The aging auditory system in most mammals shows a progressive loss of hearing sensitivity that begins with high-frequency deficits and extends to low frequencies over time. Although the etiology of age-related hearing loss (ARHL) is highly variable, depending on genetic, epigenetic, and environmental factors, its onset is generally correlated with senescent changes to the peripheral structures of the auditory system, including loss of inner and outer hair cells, loss of ribbon synapses and retraction of auditory nerve fibers (i.e., cochlear synaptopathy), and deterioration of the stria vascularis. The molecular mechanisms underlying ARHL are hypothesized to result from inter-related metabolic and physiological changes over the lifespan that lead to the accumulation of reactive oxygen species and increase susceptibility to cellular dysfunction.

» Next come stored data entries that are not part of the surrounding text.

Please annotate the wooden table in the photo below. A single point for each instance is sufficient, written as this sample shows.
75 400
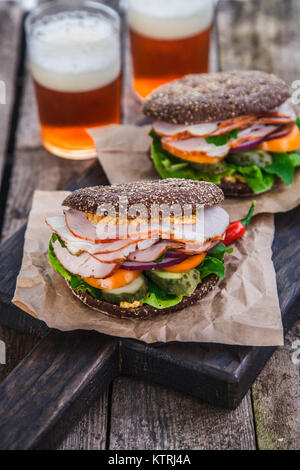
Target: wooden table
132 414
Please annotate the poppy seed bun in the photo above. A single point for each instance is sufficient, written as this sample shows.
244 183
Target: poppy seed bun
168 191
145 311
201 98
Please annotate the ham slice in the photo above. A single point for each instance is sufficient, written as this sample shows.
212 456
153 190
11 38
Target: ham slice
255 132
76 245
212 227
195 147
179 131
83 265
284 114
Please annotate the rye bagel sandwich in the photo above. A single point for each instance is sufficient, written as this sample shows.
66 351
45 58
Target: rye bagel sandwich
139 250
235 129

We hypothesize that echolocation imposes selective pressures to preserve hearing function across the lifespan, especially in species that require echolocation-based active sensing for prey capture. Although bats are not immune to hearing loss, and indeed, some species appear vulnerable to ARHL, recent evidence indicates that species differences in echolocation behaviors may correlate with differential susceptibility to hearing loss. For example, echolocating bat species have shown evidence for resistance to noise-induced cochlear hair cell damage whereas non-echolocating visually dominant species were susceptible to acoustic overexposure and showed levels of hair cell loss comparable to that observed in mice.

In this study, we used DNA methylation to estimate the ages of wild-caught big brown bats (Eptesicus fuscus) and measured hearing sensitivity in young and aging bats using auditory brainstem responses (ABRs) and distortion product otoacoustic emissions (DPOAEs). We found no evidence for hearing deficits in aging bats, demonstrated by comparable thresholds and similar ABR wave and DPOAE amplitudes across age groups. We additionally found no significant histological evidence for cochlear aging, with similar hair cell counts, afferent, and efferent innervation patterns in young and aging bats. Here we demonstrate that big brown bats show minimal evidence for age-related loss of peripheral hearing sensitivity and therefore represent informative models for investigating mechanisms that may preserve hearing function over a long lifetime.